One of the rules of thumb taught in many communications courses is ‘know your audience’. It can also be useful to know what your audience thinks of you.

For example, what interests a random sample of the followers of the @BBCCollege Twitter account?

Over the past couple of years I have been experimenting with the idea of 'social interest positioning' - a technique for mapping the social interests of audiences around a particular person, tag, search term or shared link.

First, we need to sample an appropriate audience. For a person this might be some or all of their followers; for a hashtag, search term or shared link, it may be people recently using that tag, or term, or sharing, liking or bookmarking that link.
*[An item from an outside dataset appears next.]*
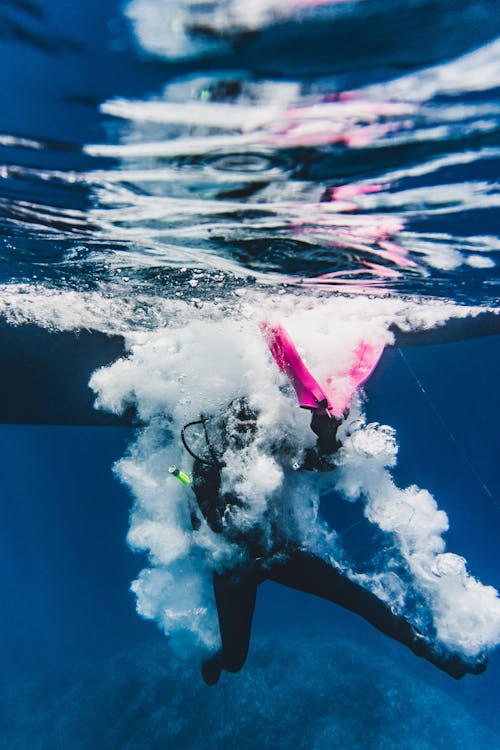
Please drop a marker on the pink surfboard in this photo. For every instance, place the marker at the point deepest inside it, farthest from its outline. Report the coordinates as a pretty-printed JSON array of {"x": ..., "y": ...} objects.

Having sampled our audience, we can then start to map out their interests by seeing who they follow. So, for each member of the audience sample, we grab the list of people they follow and construct a network diagram:

We can then see who is followed by a significant proportion of the audience sample, removing those who aren't commonly followed by the audience:

This leaves us with a much smaller, and more easily managed, network. We now need to associate these commonly followed accounts with particular interests in order to build a picture of what the audience in general is particularly interested in.

The map is constructed as a network visualisation, with lines going from audience members to the people they follow.
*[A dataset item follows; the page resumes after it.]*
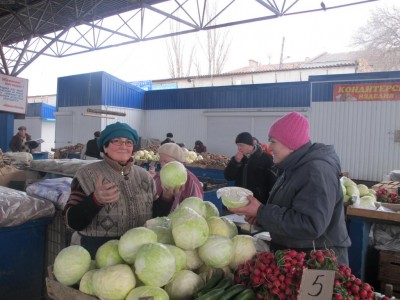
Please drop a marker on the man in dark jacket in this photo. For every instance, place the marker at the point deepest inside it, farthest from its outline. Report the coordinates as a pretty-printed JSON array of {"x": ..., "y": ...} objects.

One tool I often use is Gephi, a cross-platform desktop application. For Excel users on Windows, NodeXL does a similar (those less beautiful!) job.

The visualisation is laid out as a map using a technique called a force-directed layout. This imagines links between people exerting an attractive force between them, with the result that it tries to position people who are followed by the same audience members close to each other. To the extent that by following a person they reflect your interests, people who are positioned close to each other can be seen as reflecting the common interests of their followers.

Sometimes there may be tensions - for example, when a person is notable or of interest for two or more reasons. So a ministerial MP may be followed both by constituents who follow local businesses and people interested in the ministerial matters that the MP is concerned with. In Communities and Connections: Social Interest Mapping, I describe how the followers of a Milton Keynes community action group appear to split into interest groups relating to charitable concerns on the one hand and social enterprise in the Milton Keynes area on the other.

We can use the resulting social interest maps to both identify the perceived concerns of a particular user or hashtag based on the common interests of their audience and to segment that audience into groups with slightly different interests.

We can also look at the interests of a particular user account by grabbing the set of people followed by that user and seeing how they connect. If we try to position these friends so that they are close to each other if they follow each other, we can generate a map of the shared interests of those friends. It’s a bit like a cocktail party where birds of a feather flock together even if they are all known by the host or hostess.

An example of this is seen in Visualising How @skynews' Twitter Friends Connect. It shows how people followed by @skynews tend to follow each other, revealing a certain amount of structure in that network, including MPs, political journalists and Sky journalists:

Although Twitter is currently one of the easiest social networks to get access to social data from, it is also possible to extract this kind of friendship connections data from other social networks such as Google+. The image below shows a fragment of the Google+ network around Red Bull Racing:

If you would like to experiment with visualising some social network data, please visit Visualising Twitter Friend Connections Using Gephi: An Example Using the @WiredUK Friends Network which provides a linked-to data set and mini-tutorial on how to start visually analysing using Gephi.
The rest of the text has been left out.